You can find the official solutions for Day 1 and Day 2 at the following links:
IMC 2024
Problem 1 [10 / 10]
Determine all pairs $(a,b) \in \mathbb{C} \times \mathbb{C}$ satisfying
\[|a| = |b| = 1 \quad \text{and} \quad a + b + a\overline{b}\in \mathbb{R}\]Solution
Notice that for $ |z| = 1 $, we have property that $\overline{z} = {1 \over z}$. Because $a + b + a\overline{b} \in \mathbb{R}$, we have
\[\begin{align*} a + b + a\overline{b} &= \overline{(a + b + a\overline{b})} \\ a + b + a\overline{b} &= \overline{a} + \overline{b} + \overline{a}b \\ a + b + {a \over b} &= {1 \over a} + {1 \over b} + {b \over a} \\ {ab + b^2 + a \over b} &= {b + a + b^2 \over ab} \\ a^2b + ab^2 + a^2 &= b + a + b^2 \quad \quad b \neq 0 \\ a^2 - b^2 - a - b + a^2b + ab^2 &= 0 \\ (a+b)(a-b) - (a+b) + ab(a+b) &= 0 \\ (a+b)(a-b-1+ab) &= 0 \\ (a+b)(a-1)(b+1) &= 0 \\ \end{align*}\]Thus, from the factorization, we conclude: $ a + b = 0$, $a = 1$, or $b = -1$. We will now check these solutions:
- If $a + b = 0$, then $a = -b$. Substituting this into $a + b + a\overline{b}$ gives $a - a - {a \over a} = -1 \in \mathbb{R}$. So \(\{ (z, -z) \mid \| z \| = 1, z \in \mathbb{C} \}\) is a solution.

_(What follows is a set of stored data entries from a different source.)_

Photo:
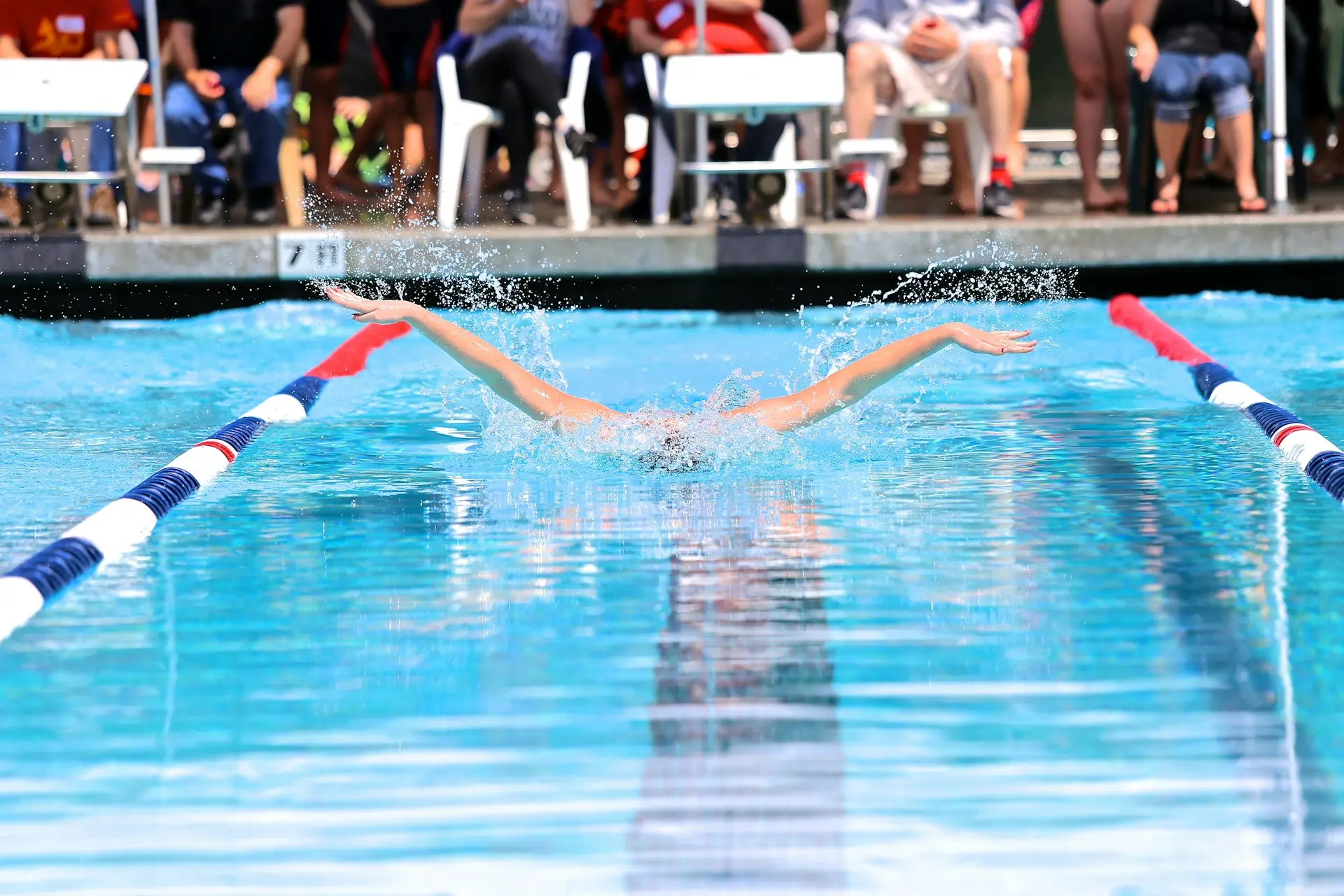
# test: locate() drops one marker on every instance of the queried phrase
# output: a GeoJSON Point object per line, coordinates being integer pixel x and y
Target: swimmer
{"type": "Point", "coordinates": [543, 402]}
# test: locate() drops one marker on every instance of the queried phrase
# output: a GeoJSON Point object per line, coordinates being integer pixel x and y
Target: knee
{"type": "Point", "coordinates": [863, 59]}
{"type": "Point", "coordinates": [1091, 85]}
{"type": "Point", "coordinates": [986, 61]}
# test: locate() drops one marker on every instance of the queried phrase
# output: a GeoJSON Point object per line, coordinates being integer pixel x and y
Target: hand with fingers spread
{"type": "Point", "coordinates": [997, 343]}
{"type": "Point", "coordinates": [372, 311]}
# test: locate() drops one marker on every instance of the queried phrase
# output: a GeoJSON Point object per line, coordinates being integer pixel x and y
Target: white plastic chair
{"type": "Point", "coordinates": [463, 148]}
{"type": "Point", "coordinates": [662, 155]}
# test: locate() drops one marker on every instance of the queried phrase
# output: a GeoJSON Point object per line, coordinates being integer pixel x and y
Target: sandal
{"type": "Point", "coordinates": [1253, 206]}
{"type": "Point", "coordinates": [1168, 198]}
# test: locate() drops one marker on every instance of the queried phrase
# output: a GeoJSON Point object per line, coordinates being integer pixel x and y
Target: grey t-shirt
{"type": "Point", "coordinates": [542, 24]}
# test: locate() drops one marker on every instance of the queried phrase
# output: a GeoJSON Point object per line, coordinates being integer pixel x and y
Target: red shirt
{"type": "Point", "coordinates": [723, 31]}
{"type": "Point", "coordinates": [62, 29]}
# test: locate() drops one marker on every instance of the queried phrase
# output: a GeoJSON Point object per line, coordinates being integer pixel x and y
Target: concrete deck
{"type": "Point", "coordinates": [889, 245]}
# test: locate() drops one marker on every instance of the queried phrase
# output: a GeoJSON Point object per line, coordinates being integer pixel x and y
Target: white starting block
{"type": "Point", "coordinates": [62, 93]}
{"type": "Point", "coordinates": [753, 86]}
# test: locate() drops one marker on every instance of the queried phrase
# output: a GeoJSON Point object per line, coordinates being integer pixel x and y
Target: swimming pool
{"type": "Point", "coordinates": [1023, 625]}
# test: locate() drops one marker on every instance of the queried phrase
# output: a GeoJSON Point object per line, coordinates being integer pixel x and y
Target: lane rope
{"type": "Point", "coordinates": [127, 522]}
{"type": "Point", "coordinates": [1313, 454]}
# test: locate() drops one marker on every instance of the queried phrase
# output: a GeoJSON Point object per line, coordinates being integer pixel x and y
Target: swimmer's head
{"type": "Point", "coordinates": [672, 451]}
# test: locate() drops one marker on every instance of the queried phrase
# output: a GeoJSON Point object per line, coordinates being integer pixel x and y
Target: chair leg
{"type": "Point", "coordinates": [663, 162]}
{"type": "Point", "coordinates": [452, 159]}
{"type": "Point", "coordinates": [788, 150]}
{"type": "Point", "coordinates": [475, 175]}
{"type": "Point", "coordinates": [977, 147]}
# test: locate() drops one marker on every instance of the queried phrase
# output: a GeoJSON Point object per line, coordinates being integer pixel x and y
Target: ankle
{"type": "Point", "coordinates": [999, 171]}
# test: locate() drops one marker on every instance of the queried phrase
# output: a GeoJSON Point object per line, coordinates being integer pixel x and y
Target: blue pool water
{"type": "Point", "coordinates": [1027, 625]}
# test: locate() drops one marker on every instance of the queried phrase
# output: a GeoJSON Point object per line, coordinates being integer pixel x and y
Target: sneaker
{"type": "Point", "coordinates": [102, 207]}
{"type": "Point", "coordinates": [11, 214]}
{"type": "Point", "coordinates": [210, 213]}
{"type": "Point", "coordinates": [854, 200]}
{"type": "Point", "coordinates": [999, 202]}
{"type": "Point", "coordinates": [577, 141]}
{"type": "Point", "coordinates": [262, 216]}
{"type": "Point", "coordinates": [519, 209]}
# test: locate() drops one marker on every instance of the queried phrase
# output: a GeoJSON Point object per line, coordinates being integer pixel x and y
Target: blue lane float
{"type": "Point", "coordinates": [127, 522]}
{"type": "Point", "coordinates": [1315, 454]}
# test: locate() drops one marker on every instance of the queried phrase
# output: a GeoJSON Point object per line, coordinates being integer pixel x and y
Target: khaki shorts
{"type": "Point", "coordinates": [923, 83]}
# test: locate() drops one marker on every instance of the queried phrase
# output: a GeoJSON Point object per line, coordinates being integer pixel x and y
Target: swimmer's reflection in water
{"type": "Point", "coordinates": [543, 402]}
{"type": "Point", "coordinates": [743, 786]}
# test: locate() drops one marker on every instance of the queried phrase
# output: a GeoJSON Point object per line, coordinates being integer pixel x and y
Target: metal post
{"type": "Point", "coordinates": [1276, 94]}
{"type": "Point", "coordinates": [702, 121]}
{"type": "Point", "coordinates": [156, 96]}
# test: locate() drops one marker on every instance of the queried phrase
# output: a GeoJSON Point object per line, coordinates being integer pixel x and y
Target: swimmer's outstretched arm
{"type": "Point", "coordinates": [851, 383]}
{"type": "Point", "coordinates": [510, 381]}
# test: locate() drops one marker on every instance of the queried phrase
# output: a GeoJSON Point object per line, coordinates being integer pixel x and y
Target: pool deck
{"type": "Point", "coordinates": [1057, 250]}
{"type": "Point", "coordinates": [824, 248]}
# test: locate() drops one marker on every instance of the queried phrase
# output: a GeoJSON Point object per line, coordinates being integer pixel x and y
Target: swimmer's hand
{"type": "Point", "coordinates": [997, 343]}
{"type": "Point", "coordinates": [370, 311]}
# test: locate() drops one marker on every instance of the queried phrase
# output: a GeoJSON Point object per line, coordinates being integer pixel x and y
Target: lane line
{"type": "Point", "coordinates": [127, 522]}
{"type": "Point", "coordinates": [1313, 454]}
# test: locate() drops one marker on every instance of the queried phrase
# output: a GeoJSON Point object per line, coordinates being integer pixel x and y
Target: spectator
{"type": "Point", "coordinates": [916, 133]}
{"type": "Point", "coordinates": [1028, 18]}
{"type": "Point", "coordinates": [1094, 34]}
{"type": "Point", "coordinates": [1184, 49]}
{"type": "Point", "coordinates": [233, 55]}
{"type": "Point", "coordinates": [1316, 96]}
{"type": "Point", "coordinates": [326, 30]}
{"type": "Point", "coordinates": [518, 62]}
{"type": "Point", "coordinates": [609, 24]}
{"type": "Point", "coordinates": [667, 29]}
{"type": "Point", "coordinates": [62, 30]}
{"type": "Point", "coordinates": [918, 51]}
{"type": "Point", "coordinates": [406, 38]}
{"type": "Point", "coordinates": [806, 20]}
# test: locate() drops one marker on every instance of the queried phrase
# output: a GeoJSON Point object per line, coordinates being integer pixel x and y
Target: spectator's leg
{"type": "Point", "coordinates": [1021, 102]}
{"type": "Point", "coordinates": [323, 83]}
{"type": "Point", "coordinates": [102, 156]}
{"type": "Point", "coordinates": [363, 144]}
{"type": "Point", "coordinates": [519, 134]}
{"type": "Point", "coordinates": [11, 139]}
{"type": "Point", "coordinates": [1114, 33]}
{"type": "Point", "coordinates": [616, 153]}
{"type": "Point", "coordinates": [867, 77]}
{"type": "Point", "coordinates": [1174, 83]}
{"type": "Point", "coordinates": [993, 99]}
{"type": "Point", "coordinates": [962, 178]}
{"type": "Point", "coordinates": [1079, 24]}
{"type": "Point", "coordinates": [600, 121]}
{"type": "Point", "coordinates": [1227, 77]}
{"type": "Point", "coordinates": [867, 74]}
{"type": "Point", "coordinates": [265, 130]}
{"type": "Point", "coordinates": [914, 134]}
{"type": "Point", "coordinates": [187, 124]}
{"type": "Point", "coordinates": [426, 115]}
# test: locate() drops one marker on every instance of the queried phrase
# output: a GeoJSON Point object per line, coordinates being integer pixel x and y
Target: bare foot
{"type": "Point", "coordinates": [1168, 198]}
{"type": "Point", "coordinates": [1100, 198]}
{"type": "Point", "coordinates": [907, 184]}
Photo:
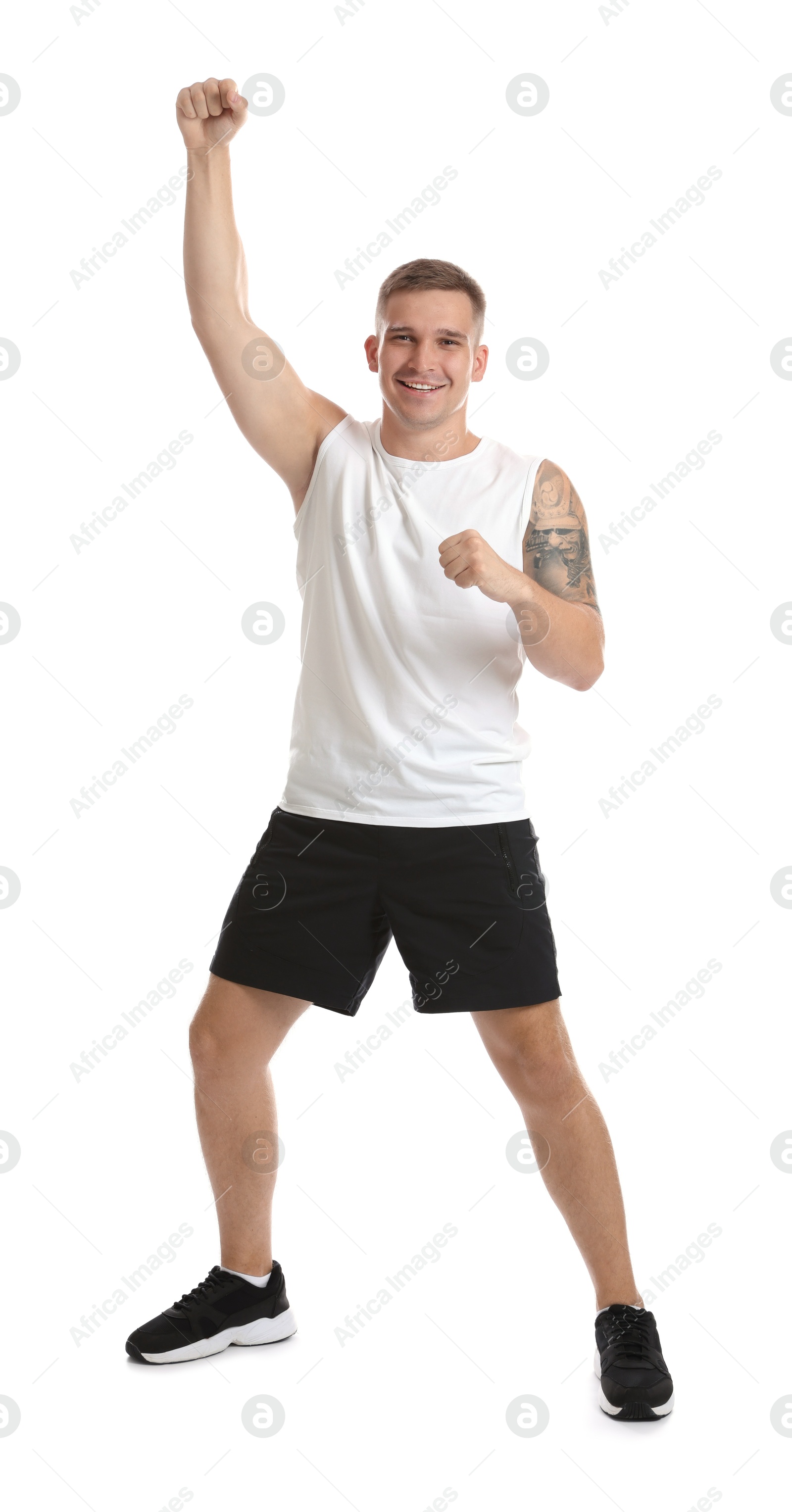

- If $a = 1$. Substituting this into $a + b + a\overline{b}$ gives $1 + b + \overline{b}$. But $\overline{(1 + b + \overline{b})} = 1 + \overline{b} + b = 1 + b + \overline{b}$. So $1 + b + \overline{b} \in \mathbb{R}$. So \(\{ (1, z) \mid \| z \| = 1, z \in \mathbb{C} \}\) is a solution.
- If $b = -1$. Substituting this into $a + b + a\overline{b}$ gives $a - 1 - a = -1 \in \mathbb{R}$. So \(\{ (z, -1) \mid \| z \| = 1, z \in \mathbb{C} \}\) is a solution.
Thus, all pairs $(a,b)$ satisfying the conditions are the set of
\[\{ (z, -z) \mid \| z \| = 1, z \in \mathbb{C} \} \cup \{ (1, z) \mid \| z \| = 1, z \in \mathbb{C} \} \cup \{ (z, -1) \mid \| z \| = 1, z \in \mathbb{C} \}\]Problem 3 [7 / 10]
For which positive integers $n$ does there exist an $n \times n$ matrix $A$ whose entries are all in \(\{ -1, 1 \}\) such that $A^2$ is the matrix of all ones?
Solution
We claim that for $n$ not complete square is not possible. Let $J_n$ be the $n \times n$ matrix of all ones. Then, we have
\[A^4 = (A^2)^2 = J_n^2 = nJ_n = nA^2 \Longrightarrow A^4 - nA^2 = 0\]The minimal polynomial of $A^2$ divides $x^2 - nx = x(x - n)$. Therefore, the eigenvalues of $A^2$ are either $0$ or $n$. Consequently, the eigenvalues of $A$ must be either $0$, $\sqrt{n}$, or $-\sqrt{n}$.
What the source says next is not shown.